Inspiracją do powstania drugiego tomu Dana Browna był pogląd, że Maria Magdalena była jedną z najbardziej oddanych uczennic Chrystusa, być może nawet najbardziej zaufaną powiernicą. Do dziś większość uważała ją za nawróconą przez Jezusa nierządnicę, chociaż w Biblii nie ma o tym ani słowa.

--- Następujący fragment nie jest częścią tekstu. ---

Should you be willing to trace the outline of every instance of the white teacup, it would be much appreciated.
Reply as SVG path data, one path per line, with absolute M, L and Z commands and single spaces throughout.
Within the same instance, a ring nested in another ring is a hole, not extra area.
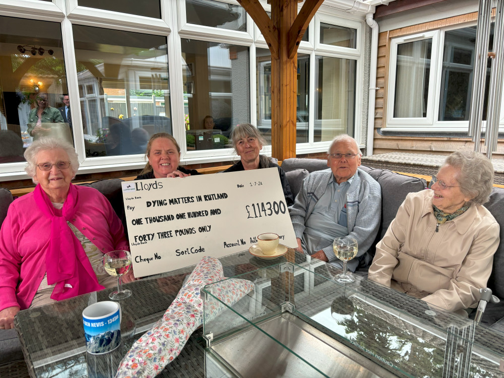
M 257 237 L 257 244 L 263 255 L 273 255 L 278 246 L 278 235 L 276 234 L 271 232 L 261 234 Z

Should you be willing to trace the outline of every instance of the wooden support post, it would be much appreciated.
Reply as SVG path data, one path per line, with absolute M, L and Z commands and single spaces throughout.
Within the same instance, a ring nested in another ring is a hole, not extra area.
M 271 0 L 271 19 L 258 0 L 237 0 L 263 33 L 271 52 L 272 154 L 296 157 L 297 47 L 324 0 Z M 296 17 L 297 16 L 297 17 Z

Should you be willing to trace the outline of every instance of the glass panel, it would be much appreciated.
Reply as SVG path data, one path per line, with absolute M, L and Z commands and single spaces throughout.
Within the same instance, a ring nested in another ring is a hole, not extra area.
M 166 37 L 74 25 L 87 156 L 144 154 L 172 133 Z
M 355 48 L 357 29 L 320 23 L 320 43 L 340 47 Z
M 329 264 L 319 274 L 294 260 L 203 289 L 203 333 L 220 365 L 246 375 L 250 359 L 239 357 L 250 355 L 260 376 L 354 376 L 362 367 L 373 376 L 461 376 L 464 365 L 468 376 L 501 376 L 502 334 L 365 278 L 338 285 Z M 286 265 L 291 273 L 281 273 Z
M 181 42 L 187 149 L 229 148 L 231 125 L 250 121 L 248 48 Z
M 469 120 L 474 67 L 476 26 L 445 33 L 439 109 L 440 121 Z M 490 40 L 493 38 L 491 32 Z M 491 47 L 489 50 L 491 50 Z M 483 120 L 486 119 L 491 59 L 488 59 L 485 87 Z
M 355 113 L 355 68 L 353 59 L 316 56 L 314 142 L 332 140 L 342 134 L 353 136 Z
M 60 24 L 0 16 L 0 163 L 24 161 L 42 136 L 72 143 L 57 109 L 67 91 Z
M 256 49 L 257 70 L 257 127 L 269 144 L 271 143 L 271 54 L 265 48 Z M 296 134 L 298 143 L 308 139 L 309 88 L 309 55 L 297 54 L 297 108 L 296 110 Z
M 121 0 L 120 2 L 105 2 L 103 0 L 78 0 L 81 7 L 103 9 L 104 11 L 119 12 L 130 15 L 143 16 L 152 18 L 161 18 L 159 0 Z
M 246 31 L 246 12 L 238 4 L 212 0 L 185 0 L 185 17 L 189 24 L 219 29 Z
M 425 117 L 432 38 L 397 45 L 394 116 Z

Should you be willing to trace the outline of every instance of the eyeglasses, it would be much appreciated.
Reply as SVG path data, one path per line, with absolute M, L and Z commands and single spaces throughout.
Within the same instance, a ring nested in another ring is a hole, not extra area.
M 455 186 L 460 186 L 460 185 L 447 185 L 445 183 L 445 181 L 443 180 L 439 180 L 437 178 L 437 176 L 436 175 L 434 175 L 433 176 L 434 179 L 435 180 L 435 182 L 437 182 L 439 184 L 439 185 L 441 187 L 442 189 L 446 189 L 447 187 L 455 187 Z
M 353 159 L 357 156 L 357 154 L 328 154 L 327 155 L 333 159 L 341 159 L 343 156 L 347 159 Z
M 70 162 L 58 161 L 55 164 L 51 164 L 50 163 L 41 163 L 39 164 L 37 164 L 38 169 L 41 171 L 50 171 L 51 168 L 52 168 L 53 165 L 56 166 L 56 167 L 58 169 L 66 169 L 70 166 Z

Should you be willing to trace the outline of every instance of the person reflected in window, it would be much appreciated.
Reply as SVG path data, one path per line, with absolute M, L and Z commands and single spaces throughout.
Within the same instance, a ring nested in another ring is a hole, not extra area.
M 60 108 L 58 108 L 58 110 L 61 113 L 61 116 L 63 117 L 63 121 L 66 123 L 68 123 L 69 127 L 70 128 L 70 131 L 72 131 L 72 115 L 70 114 L 70 98 L 69 97 L 68 94 L 63 95 L 63 103 L 65 104 L 65 106 L 61 106 Z
M 378 242 L 368 278 L 467 316 L 486 287 L 500 227 L 483 206 L 493 166 L 471 150 L 448 156 L 432 190 L 410 193 Z
M 294 203 L 294 198 L 284 170 L 278 164 L 272 161 L 270 158 L 259 154 L 266 141 L 257 128 L 250 123 L 237 124 L 231 133 L 231 139 L 233 141 L 235 152 L 240 157 L 240 161 L 229 167 L 224 172 L 276 168 L 278 170 L 278 175 L 280 176 L 287 206 L 292 205 Z
M 180 148 L 175 138 L 167 133 L 158 133 L 151 137 L 145 156 L 147 163 L 136 180 L 201 174 L 196 169 L 186 169 L 179 165 Z
M 105 146 L 109 156 L 138 153 L 134 152 L 130 128 L 120 120 L 110 125 Z
M 203 129 L 205 130 L 213 130 L 215 126 L 214 117 L 211 115 L 207 115 L 203 119 Z
M 28 116 L 28 133 L 34 141 L 42 137 L 53 137 L 72 143 L 70 128 L 59 110 L 49 106 L 48 98 L 44 92 L 37 96 L 37 107 L 32 109 Z
M 300 251 L 341 268 L 333 241 L 346 236 L 357 240 L 356 258 L 347 265 L 352 272 L 361 262 L 370 262 L 367 250 L 378 233 L 382 215 L 382 189 L 358 169 L 362 155 L 353 138 L 337 136 L 327 151 L 329 169 L 310 173 L 289 208 Z
M 131 141 L 133 144 L 132 153 L 143 154 L 147 149 L 149 132 L 142 128 L 134 129 L 131 132 Z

Dan Brown wykorzystuje zarówno wiarygodne odkrycia dotyczące pierwszych uczniów Jezusa, jak i dość fantastyczne teorie na temat Marii Magdaleny. Wszystko po to, by przekonać czytelników, że była ona kimś więcej niż tylko pierwszą osobą, która ujrzała zmartwychwstałego Jezusa.
W Kodzie Leonarda da Vinci Brown sugeruje, że Maria Magdalena była związana z Jezusem w jeszcze inny sposób - jako jego żona. To teoria powtarzana od wieków.

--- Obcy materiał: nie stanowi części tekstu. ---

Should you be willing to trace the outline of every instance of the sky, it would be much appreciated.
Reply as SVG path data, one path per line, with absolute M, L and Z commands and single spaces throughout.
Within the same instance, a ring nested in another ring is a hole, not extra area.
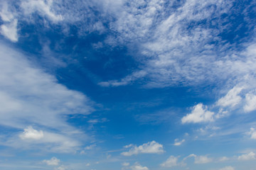
M 0 169 L 255 170 L 256 1 L 0 1 Z

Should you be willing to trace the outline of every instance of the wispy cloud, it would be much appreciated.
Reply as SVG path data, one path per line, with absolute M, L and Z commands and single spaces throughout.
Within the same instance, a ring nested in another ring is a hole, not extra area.
M 213 112 L 208 111 L 206 106 L 199 103 L 193 108 L 191 113 L 182 118 L 181 122 L 182 123 L 210 122 L 213 120 Z
M 124 147 L 131 147 L 131 149 L 128 152 L 122 152 L 122 154 L 124 156 L 132 156 L 138 154 L 161 154 L 164 152 L 163 145 L 155 141 L 144 143 L 139 147 L 129 144 Z

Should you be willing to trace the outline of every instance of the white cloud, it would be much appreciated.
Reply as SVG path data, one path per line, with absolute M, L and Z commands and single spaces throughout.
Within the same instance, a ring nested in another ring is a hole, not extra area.
M 240 161 L 248 161 L 255 159 L 255 153 L 251 152 L 248 154 L 242 154 L 238 157 L 238 160 Z
M 54 168 L 54 170 L 67 170 L 67 169 L 68 169 L 68 166 L 64 165 L 61 165 L 58 168 Z
M 194 157 L 195 158 L 195 164 L 207 164 L 209 162 L 211 162 L 213 161 L 213 159 L 208 157 L 207 156 L 197 156 L 194 154 L 190 154 L 186 158 L 183 159 L 183 160 L 186 160 L 186 159 L 189 157 Z
M 133 166 L 131 166 L 132 170 L 149 170 L 146 166 L 142 166 L 139 163 L 136 162 Z
M 228 157 L 223 157 L 219 159 L 220 162 L 225 162 L 225 161 L 228 161 L 230 159 Z
M 122 166 L 127 166 L 129 165 L 129 162 L 124 162 L 122 164 Z
M 243 89 L 243 87 L 235 86 L 228 92 L 226 96 L 217 101 L 217 105 L 223 107 L 234 107 L 237 106 L 242 100 L 241 96 L 238 94 Z
M 79 141 L 87 136 L 64 117 L 90 114 L 93 110 L 90 99 L 58 84 L 53 76 L 36 68 L 21 52 L 1 42 L 0 60 L 0 101 L 4 101 L 0 103 L 0 125 L 19 130 L 29 125 L 43 127 L 43 132 L 28 128 L 20 135 L 23 140 L 14 139 L 20 138 L 17 135 L 1 138 L 0 143 L 27 149 L 43 144 L 42 149 L 58 152 L 78 149 Z
M 181 141 L 178 141 L 178 139 L 176 139 L 174 140 L 174 146 L 180 146 L 183 142 L 185 142 L 185 140 L 182 140 Z
M 207 110 L 207 106 L 204 107 L 202 103 L 199 103 L 193 107 L 191 113 L 182 118 L 181 122 L 182 123 L 210 122 L 213 120 L 213 112 Z
M 18 20 L 14 19 L 11 22 L 1 26 L 1 33 L 14 42 L 18 41 L 17 23 Z
M 28 126 L 19 136 L 22 140 L 40 140 L 43 137 L 43 132 L 42 130 L 38 131 Z
M 38 11 L 41 15 L 46 16 L 53 22 L 63 20 L 60 14 L 55 14 L 52 11 L 53 0 L 26 0 L 21 4 L 25 14 L 31 14 Z
M 161 164 L 161 166 L 171 168 L 178 166 L 178 157 L 171 156 L 167 159 L 166 162 Z
M 195 164 L 206 164 L 211 162 L 213 159 L 207 156 L 198 156 L 195 157 Z
M 256 96 L 249 93 L 245 95 L 246 104 L 244 106 L 245 112 L 250 112 L 256 110 Z
M 122 152 L 124 156 L 132 156 L 138 154 L 160 154 L 164 152 L 163 145 L 155 142 L 149 142 L 139 147 L 129 144 L 124 147 L 125 148 L 132 147 L 128 152 Z
M 225 166 L 224 168 L 220 169 L 220 170 L 235 170 L 235 168 L 231 166 Z
M 43 162 L 48 165 L 58 166 L 60 164 L 60 160 L 55 157 L 52 157 L 50 160 L 43 160 Z
M 256 140 L 256 130 L 255 128 L 251 128 L 250 131 L 247 134 L 250 135 L 251 139 Z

Niektórzy naukowcy nie wykluczają, że mogło tak być, ponieważ Żydzi w tamtych czasach byli niemal zawsze żonaci. Jednak inni twierdzą, że skoro Jezus w tylu dziedzinach łamał przyjęte obyczaje, to dlaczego miałby czuć przymus do małżeństwa? Jeszcze inni badacze uważają, że spychanie Marii Magdaleny do roli żony to wyraz lekceważenia.
- Przestańmy ubliżać Marii Magdalenie poprzez redukowanie jej roli wyłącznie do związku seksualnego z Jezusem - apeluje John Dominic Crossan, emerytowany profesor DePaul Universty w Chicago.
Podobny motyw pojawił się już w Ostatnim kuszeniu Chrystusa Nikosa Kazantzakisa. Za tę teorię został on ekskomunikowany przez kościół prawosławny.
Kod Leonarda da Vinci Dana Browna od piątku 19 marca jest dostępna w polskiej wersji językowej. Został wydany przez wydawnictwa: Albatros Andrzej Kuryłowicz oraz Sonia Draga. W Stanach Zjednoczonych przez 36 tygodni utrzymywała się na liście bestsellerów i osiągnęła nakład 4,3 mln egz.